Manifest-driven data loading framework with canonical SQLDB manifests, Airflow helpers, and pluggable private integrations.

Project description

dltaf

CI Docs PyPI License

dltaf is a manifest-driven data loading framework built around three ideas:

  • canonical, reviewable YAML manifests
  • a stable OSS core for generic sources
  • extension registries that let private integrations stay private

The public repository ships a clean stage63-based core with:

  • canonical source.kind: sqldb for relational ingestion
  • built-in mongodb support
  • compatibility aliases for legacy SQL manifests such as sql_database, oracle_custom_sql, and oracle
  • Airflow DAG generation helpers
  • manifest linting, doctoring, scaffolding, and lineage tooling
  • Vault-backed secrets resolution through vault-kv-client

Private connectors such as internal APIs, Kafka-backed flows, or company-specific uploaders are intentionally not bundled into the OSS package. They should live in your monorepo or private package index and plug into the same runner, hook, and infra-check registries.

Why dltaf

  • Manifest-first: pipeline behavior stays diffable and reviewable
  • Canonical SQL model: one public SQL contract, with legacy aliases supported as migration shims
  • Plugin-first: private integrations extend the framework without forking it
  • Airflow-friendly: the same manifest can be linted locally, planned in CI, and executed in DAG wrappers
  • Self-service: example manifests, template generation, and migration guidance ship with the package

Installation

Runtime install:

pip install dltaf

Developer install:

git clone https://github.com/PaulKov/dltaf.git
cd dltaf
python3 -m venv .venv
source .venv/bin/activate
pip install --upgrade pip
pip install -e .[dev]

Quick start

Validate the canonical SQL example:

dltaf manifest lint --manifest dltaf/examples/manifests/smoke_sqldb_catalog.yaml --allow-filename-mismatch

Render a safe execution plan without side effects:

dltaf manifest run \
  --manifest dltaf/examples/manifests/smoke_sqldb_catalog.yaml \
  --plan

Generate a new public-safe template:

dltaf manifest doctor \
  --template-kind sqldb_query \
  --pipeline-name dlt__oracle__to__clickhouse__raw

Generate Airflow DAG wrappers:

dltaf dags generate --manifests-dir ./manifests --output-dir ./generated_dags

Show lineage:

dltaf lineage show --format mermaid

Canonical built-ins

sqldb

sqldb is the canonical relational source kind.
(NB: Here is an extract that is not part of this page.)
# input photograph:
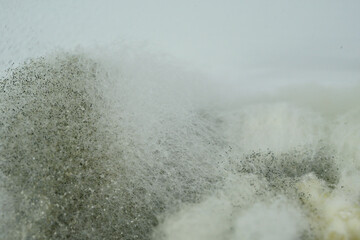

Use mode: catalog when you want schema-and-table driven extraction:

  • PostgreSQL, MySQL, MSSQL, or other generic SQL databases
  • catalog-level table selection
  • canonical shape under source.catalog

Use mode: query when you want explicit Oracle SQL queries:

  • one or more named queries
  • query files under dltaf/examples/sql/ or your own repo
  • Oracle-specific options under source.dialect_options

mongodb

Use mongodb when you want one or more collections loaded through the bundled generic runtime:

  • explicit collection selection
  • optional table nesting control
  • manifest-level replace/append behavior through run.write_disposition

Compatibility aliases

dltaf still accepts older SQL source kinds as compatibility shims:

  • sql_database -> canonicalized to sqldb + dialect=generic + mode=catalog
  • oracle_custom_sql -> canonicalized to sqldb + dialect=oracle + mode=query
  • oracle -> canonical alias for Oracle query mode

The public recommendation is still to write new manifests directly in canonical sqldb form.

Private integrations

The OSS core uses three extension registries:

  • runner plugins
  • hook plugins
  • infra-check plugins

You can load private modules either from the environment or directly from a manifest:

run:
  runners:
    plugins:
      - internal.dltaf_plugins.customer_export.runner_plugin
  hooks:
    plugins:
      - internal.dltaf_plugins.shared.hooks
  online_checks:
    plugins:
      - internal.dltaf_plugins.customer_export.infra_checks

Or through environment variables:

export DLT_RUNNER_PLUGINS="internal.dltaf_plugins.customer_export.runner_plugin"
export DLT_HOOK_PLUGINS="internal.dltaf_plugins.shared.hooks"
export DLT_INFRA_CHECK_PLUGINS="internal.dltaf_plugins.customer_export.infra_checks"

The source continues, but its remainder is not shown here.